Unifying research data collection methods and capturing data streams in an organized and standardized manner are becoming increasingly important in laboratories as digital processes and automation progressively shape the laboratory workflows. In this context, the internet of things (IoT) not only offers the opportunity to minimize time-consuming and repetitive tasks by delegating them to machines, but it also supports scientists in curating data. As a contribution to the establishment of IoT tools in academic research laboratories, a microscale reaction calorimeter is exemplarily connected to a modular open-source IoT-platform. The microscale calorimeter’s process data is streamed to the data platform for storage and analysis. Advantages of the platform from academia’s point of view are presented. Finally, the application of the platform was successfully tested with the hydrolysis of acetic anhydride. The data were accessed and analyzed exclusively via the IoT-platform, which provided important advantages for the operator in terms of standardized evaluation in just a few steps.
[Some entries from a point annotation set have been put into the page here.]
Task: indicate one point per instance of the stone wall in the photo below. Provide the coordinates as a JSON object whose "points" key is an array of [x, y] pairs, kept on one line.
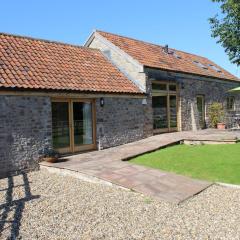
{"points": [[126, 64], [213, 91], [25, 132], [190, 86], [122, 120]]}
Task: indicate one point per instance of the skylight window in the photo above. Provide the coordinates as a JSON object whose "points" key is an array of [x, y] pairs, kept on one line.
{"points": [[176, 55], [200, 65], [215, 68]]}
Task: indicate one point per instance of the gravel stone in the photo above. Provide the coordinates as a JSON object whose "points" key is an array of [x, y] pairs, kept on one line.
{"points": [[59, 207]]}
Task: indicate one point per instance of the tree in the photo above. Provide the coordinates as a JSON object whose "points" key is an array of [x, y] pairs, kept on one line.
{"points": [[227, 28]]}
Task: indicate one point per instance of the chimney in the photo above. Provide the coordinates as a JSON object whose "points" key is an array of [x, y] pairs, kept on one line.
{"points": [[165, 49]]}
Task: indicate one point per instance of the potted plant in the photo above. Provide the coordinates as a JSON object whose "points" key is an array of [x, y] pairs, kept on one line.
{"points": [[50, 156], [216, 116]]}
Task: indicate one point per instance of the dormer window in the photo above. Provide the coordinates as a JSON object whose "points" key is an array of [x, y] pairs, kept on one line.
{"points": [[200, 65], [215, 68]]}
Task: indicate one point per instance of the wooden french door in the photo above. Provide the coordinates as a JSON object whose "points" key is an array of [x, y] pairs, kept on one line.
{"points": [[164, 113], [73, 125], [201, 110]]}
Keywords: data curation, data management, flow calorimetry, internet of things, open-source software

Graphic abstract:

Introduction

The internet of things (IoT) enables a technical world in which most any device can be connected to the internet and provide real-time data to both other devices and central control systems. [1] Thus, processes and workflows can be automated for many applications. Focusing specifically on chemical laboratories, IoT systems allow chemists, for example, to monitor their reactions in real-time and view the data as needed. In this context, automated, continuously operated, small-scale apparatuses—in research laboratories in particular—represent data factories whose data must be managed accordingly. [2] With such apparatuses, input parameters such as flow rate, temperature, and stirrer speed can be changed quickly. The system also adapts quickly to changing conditions due to the instruments' small size. This allows sequential experiments to be performed in rapid succession, often in a semi-automated way, minimizing time-consuming and repetitive tasks for researchers and enabling them to focus more on interpreting results. In addition, data, and thus also research data, must be stored, processed, and interpreted in a meaningful way. In 2016, Wilkinson et al. [3] proposed the FAIR Data Principles, which formulate principles that sustainable and reusable research data must fulfil and that data infrastructures should implement accordingly as part of the services they offer. According to the principles, data should be findable, accessible, interoperable, and re-usable (FAIR).[3]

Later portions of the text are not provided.